Mit 80,9 Millionen Nächtigungen war es für den österreichischen Tourismus in diesem Jahr ein echter Spitzensommer – der beste Sommer seit es Aufzeichnungen gibt, wie die Statistik Austria schreibt. Wir konnten auch die Zahlen aus dem guten Jahr 2019 nochmals um 2,4 Prozent übertreffen. Das ist natürlich eine wichtige Bestätigung für die hohe Qualität unseres Angebots und dass das Preis-Leistungs-Verhältnis für unsere inländischen, wie ausländischen Gäste passt. Bei Letzteren legten die Nächtigungen im Vergleich zum Vorjahr um weiter 6,5 Prozent zu. Dennoch stand die Branche in diesem Sommer vor einigen Herausforderungen, denn neben der Tatsache, dass die Betriebe auch weiterhin einen immer höheren Mitarbeiterbedarf haben, sind die noch immer ansteigenden Kosten und die hohen Zinsen für etliche nur schwer wirtschaftlich zu bewältigen. In einigen Destinationen, wie Kärnten, kamen auch Unwetterereignisse dazu. Hier werden sich die Urlaubsregionen vermehrt auf wetterbedingte Veränderungen einstellen müssen, um unseren Gästen einen sicheren und unbeschwerten Urlaub bieten zu können. Der Erfolg der Zukunft des Sommertourismus liegt darüber hinaus aber natürlich auch weiterhin in der nachhaltigen Gestaltung unseres österreichischen Tourismusangebots.
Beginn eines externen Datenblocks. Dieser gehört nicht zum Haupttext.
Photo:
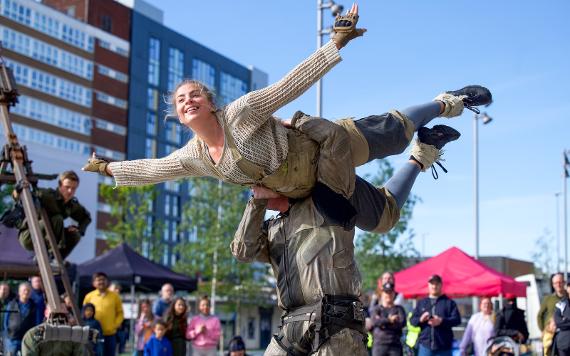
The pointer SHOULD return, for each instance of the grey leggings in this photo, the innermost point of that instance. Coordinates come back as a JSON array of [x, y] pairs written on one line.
[[386, 136]]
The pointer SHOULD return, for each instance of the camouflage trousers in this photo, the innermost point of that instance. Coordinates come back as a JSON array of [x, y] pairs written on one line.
[[66, 240]]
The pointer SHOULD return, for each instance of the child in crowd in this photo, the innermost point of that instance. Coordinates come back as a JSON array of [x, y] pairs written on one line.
[[176, 324], [143, 327], [88, 316], [158, 344]]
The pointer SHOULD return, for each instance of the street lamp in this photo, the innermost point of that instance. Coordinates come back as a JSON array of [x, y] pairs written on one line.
[[558, 257], [336, 9], [485, 119], [565, 175]]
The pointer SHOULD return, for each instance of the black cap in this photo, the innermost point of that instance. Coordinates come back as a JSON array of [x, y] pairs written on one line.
[[435, 278]]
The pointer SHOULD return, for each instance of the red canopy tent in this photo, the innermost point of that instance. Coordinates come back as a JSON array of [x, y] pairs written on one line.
[[462, 276]]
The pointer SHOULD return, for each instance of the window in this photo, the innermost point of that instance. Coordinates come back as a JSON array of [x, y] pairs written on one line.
[[173, 132], [71, 11], [175, 67], [175, 201], [46, 53], [152, 99], [174, 229], [111, 127], [68, 31], [111, 100], [151, 126], [168, 149], [111, 73], [231, 88], [154, 61], [149, 224], [150, 148], [204, 72], [106, 23], [114, 48], [48, 83], [106, 152], [167, 205], [54, 115], [28, 134], [165, 256]]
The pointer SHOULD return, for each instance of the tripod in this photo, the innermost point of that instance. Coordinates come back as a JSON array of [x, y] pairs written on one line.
[[15, 156]]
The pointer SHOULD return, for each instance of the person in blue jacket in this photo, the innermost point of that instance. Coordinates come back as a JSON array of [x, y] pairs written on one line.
[[158, 344], [435, 315]]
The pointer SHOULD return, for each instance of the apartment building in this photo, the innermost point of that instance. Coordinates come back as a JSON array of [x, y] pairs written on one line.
[[73, 80]]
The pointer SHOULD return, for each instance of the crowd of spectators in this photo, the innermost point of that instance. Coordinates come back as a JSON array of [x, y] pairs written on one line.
[[166, 327], [428, 326]]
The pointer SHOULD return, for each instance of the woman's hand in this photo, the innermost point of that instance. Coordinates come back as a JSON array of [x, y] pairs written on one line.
[[260, 192], [98, 165], [345, 27]]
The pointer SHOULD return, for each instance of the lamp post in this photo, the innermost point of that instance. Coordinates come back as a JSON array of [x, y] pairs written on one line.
[[565, 175], [485, 119], [335, 10], [558, 256]]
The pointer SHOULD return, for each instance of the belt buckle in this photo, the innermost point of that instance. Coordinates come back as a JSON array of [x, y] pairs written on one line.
[[358, 311]]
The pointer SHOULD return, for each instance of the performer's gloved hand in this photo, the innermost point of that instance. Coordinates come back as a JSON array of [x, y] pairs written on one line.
[[97, 164], [345, 27]]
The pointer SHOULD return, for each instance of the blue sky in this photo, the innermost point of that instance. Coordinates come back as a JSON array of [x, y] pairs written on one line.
[[412, 51]]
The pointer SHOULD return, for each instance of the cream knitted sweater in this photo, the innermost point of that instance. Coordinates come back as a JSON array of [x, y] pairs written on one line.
[[259, 137]]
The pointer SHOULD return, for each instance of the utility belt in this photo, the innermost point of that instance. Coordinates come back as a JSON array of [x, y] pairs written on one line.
[[325, 318]]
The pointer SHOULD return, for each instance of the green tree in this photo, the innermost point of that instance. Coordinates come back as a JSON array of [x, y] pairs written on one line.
[[544, 252], [211, 218], [6, 201], [376, 253], [131, 209]]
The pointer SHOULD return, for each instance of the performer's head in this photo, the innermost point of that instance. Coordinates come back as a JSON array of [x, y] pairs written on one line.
[[100, 281], [435, 286], [67, 185], [192, 101], [486, 305], [204, 306]]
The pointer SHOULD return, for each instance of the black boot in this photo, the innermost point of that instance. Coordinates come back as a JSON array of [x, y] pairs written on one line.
[[429, 144], [438, 136], [473, 95]]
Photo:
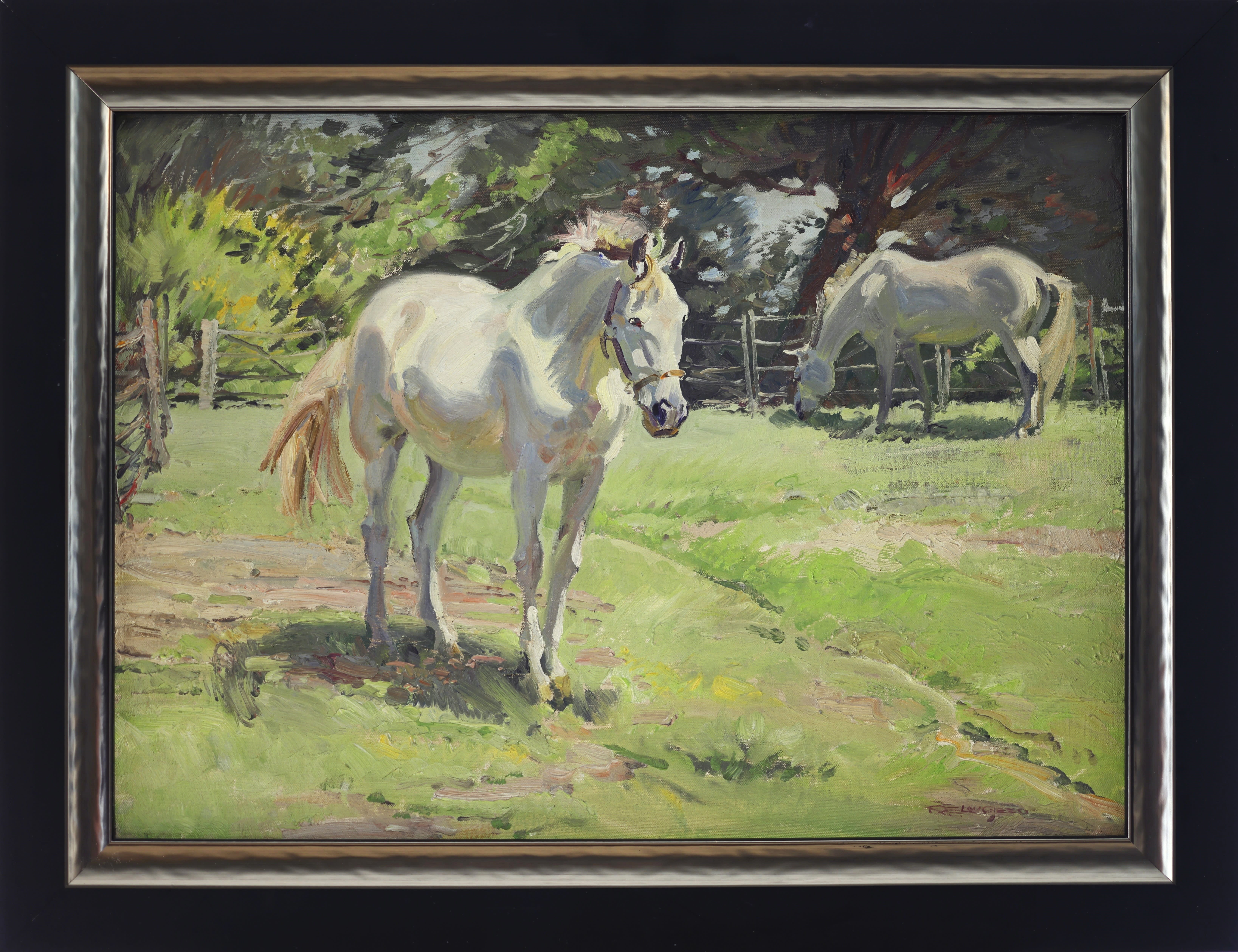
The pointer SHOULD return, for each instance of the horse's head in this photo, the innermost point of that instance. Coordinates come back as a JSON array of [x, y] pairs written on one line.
[[814, 381], [644, 322]]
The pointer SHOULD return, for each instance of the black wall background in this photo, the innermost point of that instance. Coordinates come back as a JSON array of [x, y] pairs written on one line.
[[39, 39]]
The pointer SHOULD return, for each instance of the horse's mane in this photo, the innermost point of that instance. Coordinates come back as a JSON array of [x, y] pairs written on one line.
[[845, 272], [606, 232]]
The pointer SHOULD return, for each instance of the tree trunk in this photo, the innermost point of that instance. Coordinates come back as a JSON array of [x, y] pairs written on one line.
[[852, 228]]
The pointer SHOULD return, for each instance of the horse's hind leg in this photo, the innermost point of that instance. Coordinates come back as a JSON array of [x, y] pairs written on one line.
[[529, 485], [886, 352], [426, 528], [1027, 381], [912, 356], [381, 465], [580, 494]]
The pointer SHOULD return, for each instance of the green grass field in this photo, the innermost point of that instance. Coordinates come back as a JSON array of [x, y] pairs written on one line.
[[814, 634]]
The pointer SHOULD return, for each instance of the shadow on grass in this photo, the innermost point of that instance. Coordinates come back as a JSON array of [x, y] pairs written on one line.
[[966, 426], [485, 683]]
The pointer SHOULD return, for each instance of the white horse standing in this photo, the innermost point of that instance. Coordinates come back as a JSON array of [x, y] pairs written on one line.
[[897, 303], [491, 383]]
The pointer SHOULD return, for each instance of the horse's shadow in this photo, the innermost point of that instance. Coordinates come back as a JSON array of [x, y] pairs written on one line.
[[965, 426], [486, 681]]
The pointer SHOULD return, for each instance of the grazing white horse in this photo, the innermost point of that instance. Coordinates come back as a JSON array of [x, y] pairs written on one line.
[[897, 303], [536, 382]]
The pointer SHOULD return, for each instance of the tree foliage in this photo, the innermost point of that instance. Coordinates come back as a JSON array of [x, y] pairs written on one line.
[[284, 222]]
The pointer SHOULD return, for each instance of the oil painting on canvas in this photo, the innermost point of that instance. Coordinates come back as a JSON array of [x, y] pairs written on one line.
[[603, 476]]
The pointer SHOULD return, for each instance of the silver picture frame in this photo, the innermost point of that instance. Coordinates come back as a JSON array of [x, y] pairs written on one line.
[[1146, 855]]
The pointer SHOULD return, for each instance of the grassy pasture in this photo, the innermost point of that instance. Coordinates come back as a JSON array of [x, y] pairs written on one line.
[[782, 629]]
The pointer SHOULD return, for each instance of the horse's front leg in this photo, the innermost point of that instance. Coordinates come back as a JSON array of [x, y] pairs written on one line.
[[381, 465], [912, 356], [886, 352], [529, 485], [1027, 382], [580, 494], [425, 529]]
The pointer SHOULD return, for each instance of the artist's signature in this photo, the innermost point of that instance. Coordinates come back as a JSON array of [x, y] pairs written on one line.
[[985, 810]]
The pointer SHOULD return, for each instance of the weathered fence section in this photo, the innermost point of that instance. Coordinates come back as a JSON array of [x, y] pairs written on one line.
[[742, 363], [270, 367], [143, 417]]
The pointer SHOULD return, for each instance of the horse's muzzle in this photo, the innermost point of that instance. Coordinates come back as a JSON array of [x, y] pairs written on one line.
[[664, 419], [658, 431]]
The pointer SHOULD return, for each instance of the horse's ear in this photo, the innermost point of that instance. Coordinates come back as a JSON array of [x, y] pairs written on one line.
[[637, 259]]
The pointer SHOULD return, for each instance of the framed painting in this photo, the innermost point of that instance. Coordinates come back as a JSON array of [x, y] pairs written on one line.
[[662, 475]]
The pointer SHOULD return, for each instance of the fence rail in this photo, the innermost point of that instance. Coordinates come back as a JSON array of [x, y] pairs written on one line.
[[754, 372], [210, 390]]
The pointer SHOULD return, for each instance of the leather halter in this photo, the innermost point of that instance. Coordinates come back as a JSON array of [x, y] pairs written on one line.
[[623, 363]]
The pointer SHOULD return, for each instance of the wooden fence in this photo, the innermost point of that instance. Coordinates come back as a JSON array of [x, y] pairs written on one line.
[[143, 418], [748, 381]]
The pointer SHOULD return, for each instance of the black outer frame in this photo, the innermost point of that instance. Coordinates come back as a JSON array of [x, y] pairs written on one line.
[[40, 38], [1146, 856]]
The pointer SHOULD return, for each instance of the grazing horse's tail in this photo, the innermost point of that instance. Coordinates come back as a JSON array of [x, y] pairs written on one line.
[[1059, 345], [306, 445]]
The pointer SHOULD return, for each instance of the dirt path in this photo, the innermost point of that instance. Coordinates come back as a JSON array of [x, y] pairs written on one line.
[[171, 585], [868, 541]]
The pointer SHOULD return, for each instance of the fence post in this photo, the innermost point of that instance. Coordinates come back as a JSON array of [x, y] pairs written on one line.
[[746, 335], [159, 419], [207, 383]]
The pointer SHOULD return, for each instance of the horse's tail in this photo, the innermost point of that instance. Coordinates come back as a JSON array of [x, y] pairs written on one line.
[[1059, 343], [306, 444]]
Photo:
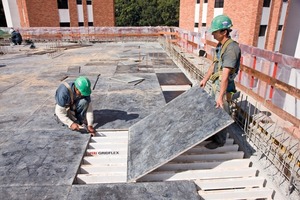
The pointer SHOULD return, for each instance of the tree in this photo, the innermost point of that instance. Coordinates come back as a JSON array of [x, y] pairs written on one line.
[[147, 13]]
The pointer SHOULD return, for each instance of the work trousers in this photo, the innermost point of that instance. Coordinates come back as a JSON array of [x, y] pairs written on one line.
[[78, 112], [220, 137]]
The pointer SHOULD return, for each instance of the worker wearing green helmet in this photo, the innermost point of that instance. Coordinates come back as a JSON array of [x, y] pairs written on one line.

Ende Oktober trafen sich die Tourismusministerinnen und Tourismusminister der EU zu einem informellen Rat auf Mallorca. Welche Themen beschäftigen die EU-Tourismuspolitik derzeit?
Vorerst bin ich sehr froh, dass es dieses erste Treffen der Tourismus-Staatssekretäre und -Minister gab, denn bisher hat es keinen strukturierten Austausch zum Tourismus auf EU-Ebene gegeben. Da fast alle EU-Länder an der nachhaltigen Entwicklung und Gestaltung des Tourismus arbeiten, war es wichtig und gut, hier über die jeweiligen Strategien und Lösungen zu diskutieren. Der "Tourism Transition Pathway" und die "Europäische Agenda für den Tourismus 2030" sind zwar die Basis, aber jedes Land hat unterschiedliche Wege zum Ziel. In Österreich haben wir mit unserem 4-Säulen-Modell eine Nachhaltigkeitsstrategie für den in unserem Land so wichtigen Tourismus entwickelt, welche auch bei anderen Mitgliedsstaaten auf großes Interesse stieß. Das zeigt wiederum, wie wichtig ein regelmäßiger Austausch auf dieser Ebene ist. Als Abschluss dieses Treffens gab es die sogenannte "Palma Declaration", mit der die Wichtigkeit des Tourismus als Wirtschaftsfaktor auf EU-Ebene verstärkt anerkannt wird und regelmäßige Treffen der Tourismusministerinnen und -minister und Staatssekretäre vereinbart wurden.
Beim 1. Medien Forum Zukunft Winter in Kaprun wurde über die Zukunft des Wintertourismus diskutiert. Wie wird sich diese gestalten?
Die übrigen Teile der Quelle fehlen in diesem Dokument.